Doutor em ciência política, é pesquisador dos distúrbios de informação e professor voluntário do Instituto de Ciência Política da Universidade de Brasília (UnB)

A resposta mais direta possível à pergunta do título deste artigo é que no processamento de informações as pessoas quase sempre não priorizam a acurácia. Independentemente de ser verdade ou mentira, mais importa o quanto a informação é compatível com crenças prévias. O indivíduo se sente feliz quando recebe informações condizentes com o que acredita, porém ansioso, raivoso, se forem contraditórias. Tanto para desinformação como para informação, os mecanismos mentais de assimilação são os mesmos.

Muitas vezes, alguém corrigido até admite ter crido numa mentira, mas esse reconhecimento não implica mudanças atitudinais. Se a apresentação de dados verdadeiros por si só não impacta atitudes, quais estratégias deveriam ser adotadas para enfrentar a desinformação?

A gente ouve no mundo inteiro a ideia de regular as mídias sociais —e no Brasil ainda mais após os ataques golpistas de 8 de janeiro. Sem dúvida, há necessidade de responsabilização daqueles que deliberadamente usam as redes para difundir fabricações. Também é essencial considerar o caráter involuntário do endosso de muitos a inverdades e eventual compartilhamento.

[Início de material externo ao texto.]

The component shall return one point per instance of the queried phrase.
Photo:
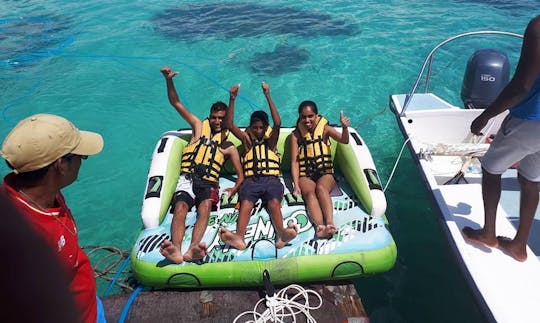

O pecado seria o mesmo?

Similarmente, há o debate em torno do comprometimento das plataformas de mídias sociais. Elas devem melhorar a moderação de conteúdos e, se não agirem assim, arcar com consequências legais. Há um dilema ético aí, porque existe o risco de haver censura —algo a ser inteiramente rechaçado. Uma saída talvez seja o exemplo de interlocução da União Europeia com as big techs. O objetivo inicial é que as plataformas promovam fontes confiáveis, rebaixem conteúdo verificado como falso ou enganoso e removam aqueles ilegais ou que possam causar danos físicos.

No aspecto do indivíduo, um grupo internacional de pesquisadores tem sistematizado intervenções corretivas já testadas no campo das ciências comportamentais e cognitivas. Os estudiosos criaram uma "caixa de ferramentas" muito útil para o enfrentamento desse fenômeno. A preocupação dessa linha de pesquisa está em como diminuir a disseminação e prováveis influências da desinformação, além de reduzir ao mínimo a decisão de se remover conteúdos das mídias sociais.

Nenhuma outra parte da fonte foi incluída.